Robin Hood's Stride (also known as Mock Beggar's Mansion) is a rock formation on the Limestone Way in Derbyshire close to the village of Elton. The nearest town is Bakewell, to the north. It consists of gritstone boulders deeply seamed by water flows. The two "pinnacles" are Weasel pinnacle (eastern end; Diff) and Inaccessible pinnacle (west; V Diff). An ancient road, possibly prehistoric or Roman, the Derbyshire Portway, passes close to the outcrop. Nearby is Nine Stones Close, a four-stone circle, and, at Cratcliffe Tor, a rock shelter known as the Hermit's Cave, containing a crucifix carving dated stylistically to the 13th or 14th century.
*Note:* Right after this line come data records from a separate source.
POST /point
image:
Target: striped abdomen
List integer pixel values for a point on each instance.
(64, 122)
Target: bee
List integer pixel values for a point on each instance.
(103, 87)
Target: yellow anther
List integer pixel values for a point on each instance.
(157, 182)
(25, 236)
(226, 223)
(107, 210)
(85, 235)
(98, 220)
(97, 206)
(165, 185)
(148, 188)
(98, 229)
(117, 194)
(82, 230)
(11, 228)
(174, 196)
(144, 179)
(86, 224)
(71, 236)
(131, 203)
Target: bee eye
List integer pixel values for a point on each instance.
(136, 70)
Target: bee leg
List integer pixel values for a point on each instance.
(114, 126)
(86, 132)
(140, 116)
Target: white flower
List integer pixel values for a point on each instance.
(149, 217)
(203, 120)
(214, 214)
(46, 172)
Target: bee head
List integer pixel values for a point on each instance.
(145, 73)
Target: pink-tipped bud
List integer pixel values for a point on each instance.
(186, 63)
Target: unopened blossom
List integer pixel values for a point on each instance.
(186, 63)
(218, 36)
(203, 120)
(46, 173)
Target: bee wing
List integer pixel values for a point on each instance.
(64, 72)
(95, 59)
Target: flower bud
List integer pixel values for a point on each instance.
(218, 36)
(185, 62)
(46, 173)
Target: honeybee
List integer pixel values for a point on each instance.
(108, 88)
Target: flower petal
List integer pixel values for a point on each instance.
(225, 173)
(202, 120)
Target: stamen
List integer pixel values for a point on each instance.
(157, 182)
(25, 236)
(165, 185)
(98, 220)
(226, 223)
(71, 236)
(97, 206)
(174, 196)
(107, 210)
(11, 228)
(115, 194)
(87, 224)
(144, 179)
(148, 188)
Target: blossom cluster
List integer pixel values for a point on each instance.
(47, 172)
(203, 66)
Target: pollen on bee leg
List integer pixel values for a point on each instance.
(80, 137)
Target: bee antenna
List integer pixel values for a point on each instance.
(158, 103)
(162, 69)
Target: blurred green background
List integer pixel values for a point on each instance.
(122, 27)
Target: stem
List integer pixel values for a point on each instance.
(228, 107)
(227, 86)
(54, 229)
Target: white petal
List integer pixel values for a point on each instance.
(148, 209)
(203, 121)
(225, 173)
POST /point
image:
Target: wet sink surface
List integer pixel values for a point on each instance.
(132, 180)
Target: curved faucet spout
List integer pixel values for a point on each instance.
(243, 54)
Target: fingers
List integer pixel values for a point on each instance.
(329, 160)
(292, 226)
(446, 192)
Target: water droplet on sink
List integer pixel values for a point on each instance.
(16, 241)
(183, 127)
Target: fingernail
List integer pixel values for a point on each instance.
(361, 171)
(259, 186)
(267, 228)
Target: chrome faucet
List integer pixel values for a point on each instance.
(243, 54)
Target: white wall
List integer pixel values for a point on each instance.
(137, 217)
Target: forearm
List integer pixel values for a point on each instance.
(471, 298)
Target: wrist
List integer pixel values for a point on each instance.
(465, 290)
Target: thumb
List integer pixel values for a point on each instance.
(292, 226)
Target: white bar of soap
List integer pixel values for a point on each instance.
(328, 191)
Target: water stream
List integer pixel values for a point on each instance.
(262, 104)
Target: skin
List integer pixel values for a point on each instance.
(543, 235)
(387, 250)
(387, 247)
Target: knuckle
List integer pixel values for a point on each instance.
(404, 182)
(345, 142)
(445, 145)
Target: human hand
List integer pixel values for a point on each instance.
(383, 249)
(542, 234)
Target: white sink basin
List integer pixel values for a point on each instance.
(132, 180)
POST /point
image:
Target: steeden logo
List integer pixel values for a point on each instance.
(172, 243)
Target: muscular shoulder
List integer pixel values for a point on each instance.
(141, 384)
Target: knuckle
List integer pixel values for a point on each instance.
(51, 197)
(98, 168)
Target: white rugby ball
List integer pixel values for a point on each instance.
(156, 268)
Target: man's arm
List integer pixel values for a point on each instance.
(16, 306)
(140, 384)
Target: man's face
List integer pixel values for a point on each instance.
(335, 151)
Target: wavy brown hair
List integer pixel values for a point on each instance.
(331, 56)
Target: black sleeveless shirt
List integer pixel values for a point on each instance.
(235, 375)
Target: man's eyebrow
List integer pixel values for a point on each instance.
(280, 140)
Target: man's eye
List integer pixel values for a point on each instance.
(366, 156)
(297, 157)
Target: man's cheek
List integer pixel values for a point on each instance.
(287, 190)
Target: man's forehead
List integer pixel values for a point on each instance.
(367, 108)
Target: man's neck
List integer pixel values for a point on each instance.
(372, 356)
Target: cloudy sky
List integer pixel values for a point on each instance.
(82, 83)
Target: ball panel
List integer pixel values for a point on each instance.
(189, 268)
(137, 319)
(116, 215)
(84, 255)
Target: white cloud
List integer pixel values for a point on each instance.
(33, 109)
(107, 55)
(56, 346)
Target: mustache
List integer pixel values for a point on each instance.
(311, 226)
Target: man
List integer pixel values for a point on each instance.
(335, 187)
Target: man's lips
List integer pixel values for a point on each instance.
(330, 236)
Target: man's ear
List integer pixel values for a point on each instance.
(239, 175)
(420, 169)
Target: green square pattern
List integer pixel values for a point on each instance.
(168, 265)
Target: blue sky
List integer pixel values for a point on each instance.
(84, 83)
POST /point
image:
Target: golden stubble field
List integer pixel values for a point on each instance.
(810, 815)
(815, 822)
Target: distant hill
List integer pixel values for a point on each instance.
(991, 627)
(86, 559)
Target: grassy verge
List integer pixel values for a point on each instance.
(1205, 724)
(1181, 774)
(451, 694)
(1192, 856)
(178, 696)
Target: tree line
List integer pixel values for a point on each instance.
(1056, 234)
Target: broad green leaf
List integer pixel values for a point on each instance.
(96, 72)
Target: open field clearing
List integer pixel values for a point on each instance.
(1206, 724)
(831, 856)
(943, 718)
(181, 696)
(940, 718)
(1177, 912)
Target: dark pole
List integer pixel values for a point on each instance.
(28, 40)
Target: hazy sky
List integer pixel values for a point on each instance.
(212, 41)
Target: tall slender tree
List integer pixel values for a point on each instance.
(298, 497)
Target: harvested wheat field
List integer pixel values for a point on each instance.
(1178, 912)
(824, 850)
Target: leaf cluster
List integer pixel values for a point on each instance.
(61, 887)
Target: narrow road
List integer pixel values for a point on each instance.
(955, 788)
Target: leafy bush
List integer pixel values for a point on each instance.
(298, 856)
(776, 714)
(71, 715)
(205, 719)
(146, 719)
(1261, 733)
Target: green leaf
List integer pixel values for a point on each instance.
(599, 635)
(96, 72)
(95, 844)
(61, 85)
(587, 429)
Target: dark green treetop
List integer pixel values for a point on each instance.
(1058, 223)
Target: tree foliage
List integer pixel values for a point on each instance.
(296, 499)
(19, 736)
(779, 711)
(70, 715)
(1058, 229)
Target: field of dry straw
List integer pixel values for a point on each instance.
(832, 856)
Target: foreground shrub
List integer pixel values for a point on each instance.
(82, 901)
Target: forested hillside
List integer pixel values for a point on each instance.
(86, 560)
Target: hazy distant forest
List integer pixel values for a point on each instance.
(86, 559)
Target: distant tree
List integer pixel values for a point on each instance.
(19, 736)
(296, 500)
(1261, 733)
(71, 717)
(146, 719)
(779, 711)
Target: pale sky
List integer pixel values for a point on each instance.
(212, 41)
The name Robin Hood's Stride comes from the 14th-century legend that Robin Hood jumped between the chimneys of the rock formation.

The popular tourist spot can be accessed via the Limestone Way just off the B5056 between Haddon Hall and Winster, or from the unclassified road from Alport to Elton via either the Limestone Way, a concessionary footpath, or Access Land. Limited short climbing is possible; nearby Cratcliffe Tor provides more serious routes.

== In popular culture ==
Robin Hood's Stride features in an episode of The Return of Sherlock Holmes and the film The Princess Bride (1987).